Entre as coisas, um verso...

29/09/2011 16:23

 

Um anjo doce se aproximou e disse:

−Desejas alguns versos que acabo de colher em florestas densas e perfumadas?

Não esperou que eu respondesse; jogou-me meia dúzia de poesias e partiu rumo aos céus.

 

Entre as vontades

 

Essa vontade imensa que tenho

de, com uma pena, escrever um verso.

Essa vontade imensa que tenho

de, com um sopro, tornar um verso eterno.

Essa vontade imensa que tenho

de, com um gesto simples, tornar finito o eterno.

Ah..., essas vontades que tenho

de, com o passar da vida, ter um amor.

 

Entre as pessoas

 

O que dizem?

Meu Deus! Quanta bobagem.

Olhe que eterna bobagem;

é a vida que induz ao suicídio.

Quando se morre

o que fica não é imagem.

 

Entre os tempos

 

Depressa!

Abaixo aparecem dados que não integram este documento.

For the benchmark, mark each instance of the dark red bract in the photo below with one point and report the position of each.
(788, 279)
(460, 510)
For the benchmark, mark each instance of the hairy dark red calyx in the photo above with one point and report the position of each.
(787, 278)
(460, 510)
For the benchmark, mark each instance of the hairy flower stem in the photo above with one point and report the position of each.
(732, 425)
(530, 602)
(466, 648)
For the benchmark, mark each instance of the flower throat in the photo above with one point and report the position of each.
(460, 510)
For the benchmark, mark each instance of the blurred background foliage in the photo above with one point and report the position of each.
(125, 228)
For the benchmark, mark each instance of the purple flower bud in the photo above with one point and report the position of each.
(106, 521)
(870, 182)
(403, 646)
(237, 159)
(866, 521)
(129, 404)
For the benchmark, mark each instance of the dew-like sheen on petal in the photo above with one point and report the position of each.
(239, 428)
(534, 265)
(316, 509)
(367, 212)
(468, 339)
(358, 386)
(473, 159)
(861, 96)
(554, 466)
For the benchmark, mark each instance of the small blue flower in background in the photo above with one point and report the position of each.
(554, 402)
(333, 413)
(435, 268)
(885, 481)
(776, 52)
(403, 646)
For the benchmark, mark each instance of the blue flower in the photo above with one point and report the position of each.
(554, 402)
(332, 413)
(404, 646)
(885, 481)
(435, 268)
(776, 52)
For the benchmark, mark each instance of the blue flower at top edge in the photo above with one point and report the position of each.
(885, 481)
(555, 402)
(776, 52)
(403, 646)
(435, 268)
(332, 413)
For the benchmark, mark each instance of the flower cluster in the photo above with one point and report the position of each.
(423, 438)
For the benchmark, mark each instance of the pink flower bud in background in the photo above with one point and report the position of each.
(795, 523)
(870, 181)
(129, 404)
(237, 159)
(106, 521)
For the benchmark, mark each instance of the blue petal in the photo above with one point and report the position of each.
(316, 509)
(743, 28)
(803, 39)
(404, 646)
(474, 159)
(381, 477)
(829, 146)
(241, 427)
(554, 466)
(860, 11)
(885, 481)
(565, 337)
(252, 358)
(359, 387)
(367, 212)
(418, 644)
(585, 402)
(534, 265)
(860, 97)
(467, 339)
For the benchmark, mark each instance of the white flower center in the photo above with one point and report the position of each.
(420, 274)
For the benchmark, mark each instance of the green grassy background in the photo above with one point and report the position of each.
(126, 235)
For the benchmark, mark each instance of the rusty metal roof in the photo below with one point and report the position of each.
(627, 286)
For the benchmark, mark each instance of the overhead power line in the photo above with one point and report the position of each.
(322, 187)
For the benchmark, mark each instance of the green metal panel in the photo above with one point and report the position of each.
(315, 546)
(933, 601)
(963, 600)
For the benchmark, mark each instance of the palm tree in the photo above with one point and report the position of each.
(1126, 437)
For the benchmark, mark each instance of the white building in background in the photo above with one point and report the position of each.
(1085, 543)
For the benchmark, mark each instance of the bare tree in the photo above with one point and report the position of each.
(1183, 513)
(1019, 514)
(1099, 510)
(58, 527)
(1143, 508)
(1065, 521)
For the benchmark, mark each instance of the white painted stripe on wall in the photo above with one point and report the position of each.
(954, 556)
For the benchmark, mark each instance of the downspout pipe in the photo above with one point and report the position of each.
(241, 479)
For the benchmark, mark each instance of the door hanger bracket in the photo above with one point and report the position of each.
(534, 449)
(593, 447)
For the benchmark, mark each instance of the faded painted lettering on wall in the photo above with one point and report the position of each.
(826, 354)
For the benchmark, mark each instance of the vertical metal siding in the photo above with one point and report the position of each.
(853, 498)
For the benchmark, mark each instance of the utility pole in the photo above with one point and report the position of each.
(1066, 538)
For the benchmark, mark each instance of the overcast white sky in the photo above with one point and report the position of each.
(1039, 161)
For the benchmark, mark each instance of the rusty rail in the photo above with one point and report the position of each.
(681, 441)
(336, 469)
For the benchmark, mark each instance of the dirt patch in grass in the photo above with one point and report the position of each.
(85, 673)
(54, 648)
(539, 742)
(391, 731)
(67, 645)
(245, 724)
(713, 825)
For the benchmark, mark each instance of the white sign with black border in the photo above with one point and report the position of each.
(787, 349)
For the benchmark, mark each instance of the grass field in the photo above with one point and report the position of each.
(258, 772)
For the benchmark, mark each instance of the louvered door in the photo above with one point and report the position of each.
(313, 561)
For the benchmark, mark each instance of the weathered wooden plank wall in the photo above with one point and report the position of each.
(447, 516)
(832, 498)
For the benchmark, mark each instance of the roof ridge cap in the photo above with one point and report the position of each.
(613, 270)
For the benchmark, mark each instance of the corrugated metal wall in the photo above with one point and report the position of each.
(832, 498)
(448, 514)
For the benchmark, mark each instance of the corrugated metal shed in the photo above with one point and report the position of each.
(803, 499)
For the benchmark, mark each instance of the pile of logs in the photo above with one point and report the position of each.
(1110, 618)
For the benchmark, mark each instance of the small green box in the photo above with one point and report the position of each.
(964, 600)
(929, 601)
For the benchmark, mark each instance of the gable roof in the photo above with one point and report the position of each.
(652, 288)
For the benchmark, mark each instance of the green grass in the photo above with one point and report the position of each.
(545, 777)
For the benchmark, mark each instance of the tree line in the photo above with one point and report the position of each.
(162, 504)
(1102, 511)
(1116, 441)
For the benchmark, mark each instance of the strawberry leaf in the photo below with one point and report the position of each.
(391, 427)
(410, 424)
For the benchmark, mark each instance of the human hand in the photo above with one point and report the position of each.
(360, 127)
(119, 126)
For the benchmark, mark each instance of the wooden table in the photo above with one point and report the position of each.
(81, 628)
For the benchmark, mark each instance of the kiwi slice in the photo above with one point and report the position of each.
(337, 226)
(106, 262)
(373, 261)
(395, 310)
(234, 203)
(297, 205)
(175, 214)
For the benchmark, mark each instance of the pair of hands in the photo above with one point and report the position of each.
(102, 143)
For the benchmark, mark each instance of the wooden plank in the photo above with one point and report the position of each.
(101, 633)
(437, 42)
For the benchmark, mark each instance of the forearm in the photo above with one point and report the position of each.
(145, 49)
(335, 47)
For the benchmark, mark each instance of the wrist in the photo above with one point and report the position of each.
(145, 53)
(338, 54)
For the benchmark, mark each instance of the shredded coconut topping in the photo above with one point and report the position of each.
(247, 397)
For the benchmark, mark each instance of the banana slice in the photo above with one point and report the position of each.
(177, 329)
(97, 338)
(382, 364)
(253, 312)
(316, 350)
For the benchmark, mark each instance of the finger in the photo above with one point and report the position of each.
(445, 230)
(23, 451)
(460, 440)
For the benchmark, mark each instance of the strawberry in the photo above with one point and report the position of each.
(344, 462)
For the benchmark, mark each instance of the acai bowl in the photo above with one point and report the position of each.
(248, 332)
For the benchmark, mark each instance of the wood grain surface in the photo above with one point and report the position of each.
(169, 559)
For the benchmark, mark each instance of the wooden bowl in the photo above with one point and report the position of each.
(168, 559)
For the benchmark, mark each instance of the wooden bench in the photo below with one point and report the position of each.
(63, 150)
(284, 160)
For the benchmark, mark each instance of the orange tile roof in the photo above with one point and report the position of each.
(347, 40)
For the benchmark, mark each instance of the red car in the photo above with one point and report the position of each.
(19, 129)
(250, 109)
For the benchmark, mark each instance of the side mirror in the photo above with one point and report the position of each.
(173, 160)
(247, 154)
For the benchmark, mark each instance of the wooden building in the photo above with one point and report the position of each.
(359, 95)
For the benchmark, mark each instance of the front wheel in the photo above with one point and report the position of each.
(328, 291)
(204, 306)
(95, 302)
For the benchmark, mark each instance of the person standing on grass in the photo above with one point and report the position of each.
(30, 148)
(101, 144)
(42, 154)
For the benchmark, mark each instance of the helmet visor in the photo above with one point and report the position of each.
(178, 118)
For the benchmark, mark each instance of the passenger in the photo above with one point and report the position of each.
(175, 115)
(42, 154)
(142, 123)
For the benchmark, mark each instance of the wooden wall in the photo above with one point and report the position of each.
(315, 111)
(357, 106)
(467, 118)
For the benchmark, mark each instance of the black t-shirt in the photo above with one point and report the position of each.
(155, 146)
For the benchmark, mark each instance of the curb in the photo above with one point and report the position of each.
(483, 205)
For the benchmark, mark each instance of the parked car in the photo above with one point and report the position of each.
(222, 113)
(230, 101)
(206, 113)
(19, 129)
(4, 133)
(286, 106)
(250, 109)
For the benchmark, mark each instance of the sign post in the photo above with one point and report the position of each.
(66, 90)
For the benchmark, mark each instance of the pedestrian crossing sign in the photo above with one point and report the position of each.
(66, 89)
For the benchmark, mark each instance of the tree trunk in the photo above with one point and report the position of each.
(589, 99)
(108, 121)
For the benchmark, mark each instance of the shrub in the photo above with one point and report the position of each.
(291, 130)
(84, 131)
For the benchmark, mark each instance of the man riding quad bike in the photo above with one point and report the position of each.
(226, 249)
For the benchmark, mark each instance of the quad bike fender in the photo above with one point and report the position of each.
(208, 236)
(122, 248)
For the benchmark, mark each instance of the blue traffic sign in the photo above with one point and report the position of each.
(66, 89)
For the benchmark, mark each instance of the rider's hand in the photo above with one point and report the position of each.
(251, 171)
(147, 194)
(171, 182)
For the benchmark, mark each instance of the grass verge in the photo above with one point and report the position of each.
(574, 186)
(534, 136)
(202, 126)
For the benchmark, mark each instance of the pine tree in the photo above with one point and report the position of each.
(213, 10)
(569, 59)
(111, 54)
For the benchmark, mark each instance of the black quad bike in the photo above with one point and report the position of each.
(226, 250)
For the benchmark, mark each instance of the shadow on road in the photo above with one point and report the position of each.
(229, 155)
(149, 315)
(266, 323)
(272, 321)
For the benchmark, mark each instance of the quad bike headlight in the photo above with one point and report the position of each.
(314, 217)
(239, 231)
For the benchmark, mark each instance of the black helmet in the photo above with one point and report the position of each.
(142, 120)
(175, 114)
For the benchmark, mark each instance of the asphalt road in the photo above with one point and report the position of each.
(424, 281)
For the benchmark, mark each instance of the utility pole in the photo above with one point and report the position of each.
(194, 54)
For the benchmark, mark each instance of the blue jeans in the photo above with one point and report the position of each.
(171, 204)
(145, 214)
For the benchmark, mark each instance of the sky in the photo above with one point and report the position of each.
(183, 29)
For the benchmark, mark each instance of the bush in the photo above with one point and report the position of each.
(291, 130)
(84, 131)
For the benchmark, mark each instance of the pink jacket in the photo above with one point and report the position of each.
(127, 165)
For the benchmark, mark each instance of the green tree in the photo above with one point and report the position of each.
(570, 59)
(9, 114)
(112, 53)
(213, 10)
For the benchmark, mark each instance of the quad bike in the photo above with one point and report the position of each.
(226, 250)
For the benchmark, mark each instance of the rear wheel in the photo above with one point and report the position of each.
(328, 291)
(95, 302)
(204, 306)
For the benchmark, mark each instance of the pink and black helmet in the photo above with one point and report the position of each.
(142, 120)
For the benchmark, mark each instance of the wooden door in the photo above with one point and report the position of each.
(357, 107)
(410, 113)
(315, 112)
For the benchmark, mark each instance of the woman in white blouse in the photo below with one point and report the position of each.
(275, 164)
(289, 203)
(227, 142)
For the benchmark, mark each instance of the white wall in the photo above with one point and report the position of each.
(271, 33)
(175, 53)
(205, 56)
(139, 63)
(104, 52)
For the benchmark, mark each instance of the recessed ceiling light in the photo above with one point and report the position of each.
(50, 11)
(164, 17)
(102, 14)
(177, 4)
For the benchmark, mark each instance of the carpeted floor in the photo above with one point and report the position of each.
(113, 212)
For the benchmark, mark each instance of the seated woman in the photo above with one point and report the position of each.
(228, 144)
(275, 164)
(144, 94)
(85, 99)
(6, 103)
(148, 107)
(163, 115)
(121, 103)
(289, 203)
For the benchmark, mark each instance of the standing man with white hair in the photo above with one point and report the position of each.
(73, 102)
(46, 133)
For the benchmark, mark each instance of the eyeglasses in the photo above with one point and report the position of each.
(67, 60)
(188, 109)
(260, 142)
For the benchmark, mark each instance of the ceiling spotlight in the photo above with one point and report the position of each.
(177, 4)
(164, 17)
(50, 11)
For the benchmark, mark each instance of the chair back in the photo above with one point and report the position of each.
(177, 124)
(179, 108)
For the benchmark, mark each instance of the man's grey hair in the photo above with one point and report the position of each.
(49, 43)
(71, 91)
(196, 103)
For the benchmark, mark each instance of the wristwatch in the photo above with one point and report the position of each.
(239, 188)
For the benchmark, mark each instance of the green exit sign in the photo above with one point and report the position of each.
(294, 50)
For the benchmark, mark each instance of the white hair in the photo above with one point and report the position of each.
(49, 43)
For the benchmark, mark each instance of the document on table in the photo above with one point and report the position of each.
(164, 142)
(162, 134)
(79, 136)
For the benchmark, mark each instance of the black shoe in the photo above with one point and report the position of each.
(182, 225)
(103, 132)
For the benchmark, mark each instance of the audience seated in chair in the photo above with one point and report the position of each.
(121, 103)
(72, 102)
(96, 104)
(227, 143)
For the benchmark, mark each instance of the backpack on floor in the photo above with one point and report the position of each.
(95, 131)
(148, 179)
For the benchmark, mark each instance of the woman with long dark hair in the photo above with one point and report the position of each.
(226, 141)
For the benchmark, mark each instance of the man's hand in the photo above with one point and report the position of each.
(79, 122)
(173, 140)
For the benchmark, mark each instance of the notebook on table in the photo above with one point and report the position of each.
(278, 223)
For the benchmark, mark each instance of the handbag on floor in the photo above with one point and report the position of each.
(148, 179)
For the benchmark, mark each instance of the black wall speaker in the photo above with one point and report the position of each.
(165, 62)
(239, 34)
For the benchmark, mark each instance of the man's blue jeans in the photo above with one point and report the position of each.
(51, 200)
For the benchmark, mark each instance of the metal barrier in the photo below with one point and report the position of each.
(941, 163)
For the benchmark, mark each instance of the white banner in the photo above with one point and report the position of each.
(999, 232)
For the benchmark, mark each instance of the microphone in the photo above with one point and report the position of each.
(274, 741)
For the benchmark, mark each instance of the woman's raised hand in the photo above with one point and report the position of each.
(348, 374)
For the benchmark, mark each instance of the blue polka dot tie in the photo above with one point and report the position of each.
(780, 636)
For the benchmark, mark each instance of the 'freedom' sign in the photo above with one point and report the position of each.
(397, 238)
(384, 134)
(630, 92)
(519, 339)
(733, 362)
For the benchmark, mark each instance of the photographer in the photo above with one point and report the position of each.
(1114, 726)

Ajeite o cabelo.

A viagem só começa

quando o mundo acaba.

 

Entre as vidas

 

Jogarei a primeira pedra.

Serei a primeira pedra.

Comerei a primeira pedra.

Ah..., sempre fui pedra.

 

Entre dois segundos

 

Um pássaro canta.

Essa vida passa.

A utilidade como está

é a coisa mais inútil

na vida de um homem

em que a alma grita.

 

Entre os escritos

 

Quando minha alma grita,

entre bocejos, escrevo.

Quando já é tarde demais

vejo que tudo é útil.

Mantenho-me em segredo.

 

Entre os dias

 

Vá, pegue sua vida e saia correndo.

Vá, mas vá depressa.

Não quero que tua vida acabe morrendo.

 

Entre os poetas

 

Mantenha a poesia

em estado de choque;

assim ela não morre

por falta de vida.

 

Entre valores

 

O poeta vende seu livro:

− Compre aqui, senhor; para ti estes versos não têm valor, mas para mim eles são únicos e eternos.

Ao que o senhor responde:

− Onde pensas que estás? Se fores único, valor para mim não tens. Se, para ti, eles são eternos, fique com ele, se tens valor para ti, valorize-o.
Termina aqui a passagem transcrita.